Cinco micro relatos de horror (III) -especial navideño-

Desenvolver la carne

Transportaron a la mujer de la calle hasta la pequeña sala húmeda que las velas iluminaban. Lavaron su cuerpo desnudo con sumo cuidado.
Le habían atado las manos a la espalda, vendado los ojos y le impedían gritar con una mordaza. El hambre al que la sometieron hasta ese 24 de diciembre le impidió resistirse, e hizo más fácil ponerla de rodillas.
El líder, cuchilla en mano, se le acercó.
Uno por uno trazó los símbolos sobre su piel, abriendo surcos con el metal afilado, como un arado en la carne.
A lo lejos, doce campanadas dieron la hora exacta.
El líder y sus fieles alzaron las manos al cielo gritando en el culminar de esa orgía a sus espíritus.
Los trazos sobre la piel de la cautiva parecieron reaccionar, se rasgaron, como queriendo liberar el cuerpo de su manto protector, arrancando espasmos de los músculos y tendones ante una libertad que hasta entonces les era prohibida.
Cada fiel tomó entonces un pedazo de la piel, cubriéndose con ellos. Se recostaron en el suelo, cerraron los ojos y aguardaron.
Escucharon el sonido de las pisadas al poco tiempo. Ninguno habló, solo susurros en la noche, veladas oraciones secretas. Los pasos se acercaban, se escuchaba el eco de una sonrisa profunda, un desgarrón atroz y nada más.
Uno a uno, fueron abiertos esos regalos de carne.

Solo un hogar será visitado

Esta aquí dijo el padre con un miedo frío marcado en su voz.
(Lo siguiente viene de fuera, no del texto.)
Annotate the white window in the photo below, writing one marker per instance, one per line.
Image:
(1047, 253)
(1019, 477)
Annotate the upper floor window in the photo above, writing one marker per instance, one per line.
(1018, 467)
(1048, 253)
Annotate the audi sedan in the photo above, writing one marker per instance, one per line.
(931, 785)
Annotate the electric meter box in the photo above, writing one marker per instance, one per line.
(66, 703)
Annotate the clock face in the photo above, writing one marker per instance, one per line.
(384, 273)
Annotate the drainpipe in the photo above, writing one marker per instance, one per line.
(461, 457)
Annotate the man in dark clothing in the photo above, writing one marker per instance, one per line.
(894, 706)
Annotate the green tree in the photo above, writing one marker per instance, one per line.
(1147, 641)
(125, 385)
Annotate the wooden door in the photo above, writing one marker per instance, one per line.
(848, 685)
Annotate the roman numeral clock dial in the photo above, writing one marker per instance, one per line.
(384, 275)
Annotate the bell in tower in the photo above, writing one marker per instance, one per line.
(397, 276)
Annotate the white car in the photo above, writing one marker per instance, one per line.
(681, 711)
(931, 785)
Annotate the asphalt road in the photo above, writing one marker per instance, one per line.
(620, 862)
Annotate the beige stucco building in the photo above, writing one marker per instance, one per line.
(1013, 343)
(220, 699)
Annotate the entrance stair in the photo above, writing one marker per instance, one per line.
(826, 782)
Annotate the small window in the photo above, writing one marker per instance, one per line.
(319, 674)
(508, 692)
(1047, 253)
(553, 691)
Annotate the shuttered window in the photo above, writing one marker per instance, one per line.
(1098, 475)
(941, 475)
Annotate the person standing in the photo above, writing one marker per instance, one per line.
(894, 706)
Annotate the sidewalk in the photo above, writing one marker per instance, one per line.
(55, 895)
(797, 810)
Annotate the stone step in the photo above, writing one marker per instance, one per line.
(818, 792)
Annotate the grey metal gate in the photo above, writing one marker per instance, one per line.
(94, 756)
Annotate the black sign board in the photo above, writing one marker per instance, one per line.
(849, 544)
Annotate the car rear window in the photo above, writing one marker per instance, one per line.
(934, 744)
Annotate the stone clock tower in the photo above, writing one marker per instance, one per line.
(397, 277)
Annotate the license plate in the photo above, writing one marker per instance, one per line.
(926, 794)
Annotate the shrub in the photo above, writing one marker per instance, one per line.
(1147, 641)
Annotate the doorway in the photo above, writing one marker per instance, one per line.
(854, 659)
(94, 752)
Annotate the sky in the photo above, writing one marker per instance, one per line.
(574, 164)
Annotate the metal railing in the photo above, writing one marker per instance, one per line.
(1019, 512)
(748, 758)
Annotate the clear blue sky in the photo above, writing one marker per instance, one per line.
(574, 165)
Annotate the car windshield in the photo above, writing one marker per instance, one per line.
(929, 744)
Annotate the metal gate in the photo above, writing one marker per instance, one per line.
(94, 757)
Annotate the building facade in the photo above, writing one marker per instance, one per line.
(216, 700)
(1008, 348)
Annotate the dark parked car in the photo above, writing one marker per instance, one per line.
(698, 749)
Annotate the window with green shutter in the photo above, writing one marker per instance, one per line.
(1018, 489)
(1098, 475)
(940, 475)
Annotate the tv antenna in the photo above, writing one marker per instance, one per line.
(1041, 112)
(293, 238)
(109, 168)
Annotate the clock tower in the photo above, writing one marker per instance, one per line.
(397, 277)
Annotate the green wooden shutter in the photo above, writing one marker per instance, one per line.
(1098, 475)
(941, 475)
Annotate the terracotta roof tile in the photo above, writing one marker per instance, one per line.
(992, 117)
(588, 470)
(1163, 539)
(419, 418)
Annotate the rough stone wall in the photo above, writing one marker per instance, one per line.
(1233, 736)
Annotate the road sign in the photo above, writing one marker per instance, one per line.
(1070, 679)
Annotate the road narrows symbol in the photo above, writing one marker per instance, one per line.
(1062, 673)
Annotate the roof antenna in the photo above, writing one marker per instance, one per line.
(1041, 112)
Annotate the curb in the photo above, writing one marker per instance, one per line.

Nos ha elegido acotó la madre, y en su afirmación existía la certeza descorazonada del condenado.
Los niños se apretujaron alrededor de la mujer que los abrazó llorando, mientras el padre levantaba la escopeta y la apuntaba directo a la boca helada de la estufa.
El movimiento de alguien, algo, que baja pesado por la chimenea era inconfundible, así como su macabro eco: "Ho...Ho...Ho..."
Cuando una mano viscosa asomó la escopeta abrió fuego, pero no sirvió de nada.

Un reno con el hocico rojo

Era la noche del 23 y en el polo se estaban realizando los últimos aprontes. Los elfos trabajaban como nunca en el año, con la señora Noel supervisándolo todo, mientras su esposo, la estrella del día siguiente, reunía a los renos para el despegue que tendría lugar en la noche próxima.
De hecho, el viejo gordo se acercaba rengueando. Su reno Rodolfo lo había mordido, dijo a las risas. Todos se extrañaron, pero no pasó a mayores.
La noche del 24 llegó. El rojo se colocó sus prendas predilectas, cargó de regalos el trineo, y con un reno de la manada reemplazando al enfermo Rodolfo, alzó vuelo rumbo a las casas de los niños. De todos los niños.
Decidió no prestarle mucha atención al mareo que sentía. Ni al dolor en la pierna. Ni a esa extraña hambre voraz que poco a poco crecía en su interior.

Chirimbolos

La idea era cortar un par de pinos del bosque viejo y venderlos para decoración. En Uruguay algo así no se estilaba, y la novedad podía darles unos cuantos billetes.
Por eso se adentró con sus hermanos y unos tíos por la arboleda silenciosa de esa tarde que caía. El sonido de las motosierras ahuyentando la quietud del lugar.
Un grito. La motosierra enmudeció.
Nadie los buscó hasta el veinticuatro a la noche, para entonces sus cadáveres ya fríos, adornaban la punta del pino más alto y antiguo del bosque, con las ramas afiladas saliendo como puñales rojizos de los cuerpos maltrechos y retorcidos.

Nieve en Uruguay

Era un verdadero milagro de navidad. ¡Nieve en Uruguay! O al menos eso se dijo al principio, cuando la nevada comenzó.
Pero a medida que no se detenía, cuando los días se hicieron semanas y las semanas meses, cuando la leña escaseó, cuando las cosechas trituradas desfallecieron ante el blanco manto de la muerte, cuando los cuerpos enterrados dejados de sí decoraban las calles... entonces ya nadie pensaba en un milagro, sino en un terrible final de color blanco.